As a consultant, one of the biggest security problems I see is perception: The threats companies think they face are often vastly different than the threats that pose the greatest risk. Don’t be distracted by the exploit of the week. Invest your time and money defending against the threats you’re apt to confront:
1. Socially engineered malware
Socially engineered malware, lately often led by data-encrypting ransomware, provides the No. 1 method of attack (not a buffer overflow, misconfiguration or advanced exploit). An end-user is somehow tricked into running a Trojan horse program, often from a website they trust and visit often. The otherwise innocent website is temporarily compromised to deliver malware instead of the normal website coding.
2. Password phishing attacks
Coming a close second are password phishing attacks. Approximately 60 to 70 percent of email is spam, and much of that is phishing attacks looking to trick users out of their logon credentials.
3. Unpatched software
Coming in close behind socially engineered malware and phishing is software with (available but) unpatched vulnerabilities. The most common unpatched and exploited programs are browser add-in programs like Adobe Reader and other programs people often use to make surfing the web easier.
4. Social media threats
Our online world is a social world led by Facebook, Twitter, LinkedIn or their country-popular counterparts. Social media threats usually arrive as a rogue friend or application install request.

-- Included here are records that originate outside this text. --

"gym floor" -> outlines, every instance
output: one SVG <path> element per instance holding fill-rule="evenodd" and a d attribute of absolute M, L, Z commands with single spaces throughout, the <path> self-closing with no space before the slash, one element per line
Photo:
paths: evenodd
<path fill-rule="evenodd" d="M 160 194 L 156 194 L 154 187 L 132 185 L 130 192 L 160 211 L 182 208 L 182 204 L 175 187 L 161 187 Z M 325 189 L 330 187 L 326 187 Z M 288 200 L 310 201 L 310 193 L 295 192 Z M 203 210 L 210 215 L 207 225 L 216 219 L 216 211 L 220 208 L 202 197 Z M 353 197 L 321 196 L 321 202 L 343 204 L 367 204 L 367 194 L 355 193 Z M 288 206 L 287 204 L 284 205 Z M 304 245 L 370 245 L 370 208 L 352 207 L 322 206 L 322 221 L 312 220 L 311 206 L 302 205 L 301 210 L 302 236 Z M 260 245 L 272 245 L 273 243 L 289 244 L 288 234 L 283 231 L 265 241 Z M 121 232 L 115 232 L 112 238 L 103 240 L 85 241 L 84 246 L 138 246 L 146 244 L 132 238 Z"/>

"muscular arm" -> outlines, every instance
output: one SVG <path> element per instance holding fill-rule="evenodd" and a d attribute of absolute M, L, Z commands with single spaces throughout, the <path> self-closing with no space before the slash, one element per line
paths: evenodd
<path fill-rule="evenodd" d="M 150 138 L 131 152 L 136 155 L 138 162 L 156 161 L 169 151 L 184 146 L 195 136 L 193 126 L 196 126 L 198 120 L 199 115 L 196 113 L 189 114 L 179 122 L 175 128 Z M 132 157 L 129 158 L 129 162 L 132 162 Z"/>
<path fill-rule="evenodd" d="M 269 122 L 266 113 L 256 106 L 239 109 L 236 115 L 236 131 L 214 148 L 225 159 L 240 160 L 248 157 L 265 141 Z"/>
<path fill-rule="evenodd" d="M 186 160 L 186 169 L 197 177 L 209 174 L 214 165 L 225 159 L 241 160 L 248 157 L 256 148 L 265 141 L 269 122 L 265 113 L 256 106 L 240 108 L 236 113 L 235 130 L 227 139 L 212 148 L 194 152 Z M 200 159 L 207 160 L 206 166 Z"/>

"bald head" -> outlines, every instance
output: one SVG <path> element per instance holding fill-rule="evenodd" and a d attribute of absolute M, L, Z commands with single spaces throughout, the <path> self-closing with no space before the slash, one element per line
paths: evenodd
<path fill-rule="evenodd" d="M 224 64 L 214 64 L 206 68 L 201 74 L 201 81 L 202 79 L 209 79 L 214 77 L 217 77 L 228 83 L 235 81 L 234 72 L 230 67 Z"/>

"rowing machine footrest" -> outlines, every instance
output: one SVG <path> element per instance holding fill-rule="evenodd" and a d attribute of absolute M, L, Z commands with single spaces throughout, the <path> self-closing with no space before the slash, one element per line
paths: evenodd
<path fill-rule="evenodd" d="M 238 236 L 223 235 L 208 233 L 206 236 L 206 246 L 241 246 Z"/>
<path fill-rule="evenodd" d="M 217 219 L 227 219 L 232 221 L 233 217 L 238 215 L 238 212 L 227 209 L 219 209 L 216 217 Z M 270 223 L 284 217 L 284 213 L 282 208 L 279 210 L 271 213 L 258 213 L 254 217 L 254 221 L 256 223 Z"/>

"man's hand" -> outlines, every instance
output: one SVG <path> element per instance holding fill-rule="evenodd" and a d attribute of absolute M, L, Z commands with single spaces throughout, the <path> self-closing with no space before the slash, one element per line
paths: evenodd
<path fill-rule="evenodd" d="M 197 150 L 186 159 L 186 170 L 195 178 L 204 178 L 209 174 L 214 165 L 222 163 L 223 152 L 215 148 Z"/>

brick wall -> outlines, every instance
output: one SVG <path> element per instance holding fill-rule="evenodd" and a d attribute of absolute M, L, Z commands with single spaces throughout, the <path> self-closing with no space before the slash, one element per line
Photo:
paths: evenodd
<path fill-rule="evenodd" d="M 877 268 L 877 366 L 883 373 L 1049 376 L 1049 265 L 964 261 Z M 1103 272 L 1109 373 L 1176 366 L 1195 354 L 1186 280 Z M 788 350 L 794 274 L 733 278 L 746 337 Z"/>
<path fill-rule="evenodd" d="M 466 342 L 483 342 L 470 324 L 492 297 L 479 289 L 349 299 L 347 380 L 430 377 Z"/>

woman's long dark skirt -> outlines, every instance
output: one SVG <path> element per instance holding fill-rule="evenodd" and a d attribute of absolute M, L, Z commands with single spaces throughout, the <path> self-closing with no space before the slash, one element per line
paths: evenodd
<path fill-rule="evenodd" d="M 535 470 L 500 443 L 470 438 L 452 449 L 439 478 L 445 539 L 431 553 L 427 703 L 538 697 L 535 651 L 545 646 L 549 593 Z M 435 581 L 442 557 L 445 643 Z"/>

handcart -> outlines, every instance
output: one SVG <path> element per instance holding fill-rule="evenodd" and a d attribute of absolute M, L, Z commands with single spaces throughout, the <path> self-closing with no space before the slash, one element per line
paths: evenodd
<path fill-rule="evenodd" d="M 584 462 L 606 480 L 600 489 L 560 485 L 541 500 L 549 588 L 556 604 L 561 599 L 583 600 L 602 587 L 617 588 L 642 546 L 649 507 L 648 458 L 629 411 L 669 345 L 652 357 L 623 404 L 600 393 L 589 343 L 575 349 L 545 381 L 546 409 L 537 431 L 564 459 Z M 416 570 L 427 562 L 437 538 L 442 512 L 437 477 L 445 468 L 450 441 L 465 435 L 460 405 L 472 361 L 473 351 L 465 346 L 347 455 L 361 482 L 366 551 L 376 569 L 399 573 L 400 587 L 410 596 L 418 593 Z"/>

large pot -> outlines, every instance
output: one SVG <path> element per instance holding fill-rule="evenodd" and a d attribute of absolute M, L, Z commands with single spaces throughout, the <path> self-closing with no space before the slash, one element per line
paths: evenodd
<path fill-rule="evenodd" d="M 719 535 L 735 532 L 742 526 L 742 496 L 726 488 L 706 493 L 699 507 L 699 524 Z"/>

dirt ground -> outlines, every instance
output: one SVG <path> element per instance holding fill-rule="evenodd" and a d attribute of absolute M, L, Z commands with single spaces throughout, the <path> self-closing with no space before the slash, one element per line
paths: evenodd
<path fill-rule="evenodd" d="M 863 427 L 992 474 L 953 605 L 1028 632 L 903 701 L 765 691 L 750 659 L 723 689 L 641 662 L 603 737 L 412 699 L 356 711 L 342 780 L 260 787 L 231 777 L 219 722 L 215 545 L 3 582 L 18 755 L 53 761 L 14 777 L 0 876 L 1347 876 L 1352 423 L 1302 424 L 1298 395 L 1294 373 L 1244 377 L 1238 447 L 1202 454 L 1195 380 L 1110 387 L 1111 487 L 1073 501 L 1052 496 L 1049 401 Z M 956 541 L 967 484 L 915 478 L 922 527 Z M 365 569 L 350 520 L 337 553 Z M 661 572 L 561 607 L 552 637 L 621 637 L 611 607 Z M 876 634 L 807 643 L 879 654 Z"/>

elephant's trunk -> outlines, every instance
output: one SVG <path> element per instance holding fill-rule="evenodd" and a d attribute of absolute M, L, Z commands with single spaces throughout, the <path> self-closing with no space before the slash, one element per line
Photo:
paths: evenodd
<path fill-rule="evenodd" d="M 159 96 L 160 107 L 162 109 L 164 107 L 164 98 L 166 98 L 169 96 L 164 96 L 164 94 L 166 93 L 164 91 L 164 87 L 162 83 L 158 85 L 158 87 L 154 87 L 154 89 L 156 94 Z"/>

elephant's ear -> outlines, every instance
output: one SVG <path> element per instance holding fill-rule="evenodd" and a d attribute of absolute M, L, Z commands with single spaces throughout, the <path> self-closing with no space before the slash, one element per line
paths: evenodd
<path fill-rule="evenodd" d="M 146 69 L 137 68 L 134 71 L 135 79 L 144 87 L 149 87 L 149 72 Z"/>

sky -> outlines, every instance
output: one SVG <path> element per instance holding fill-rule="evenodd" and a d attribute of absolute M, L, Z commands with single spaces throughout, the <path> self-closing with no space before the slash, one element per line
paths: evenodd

5. Advanced persistent threats
Almost every major corporation has suffered a major compromise due to an advanced persistent threat (APT) stealing intellectual property. APTs usually gain a foothold using socially engineered Trojans or phishing attacks.
Overall, figure out what your enterprise’s most like threats will be and prepare for those the most. OWASP Top 10 project is pretty useful to incorporate the processes and policies in place to protect against some of the most common threats.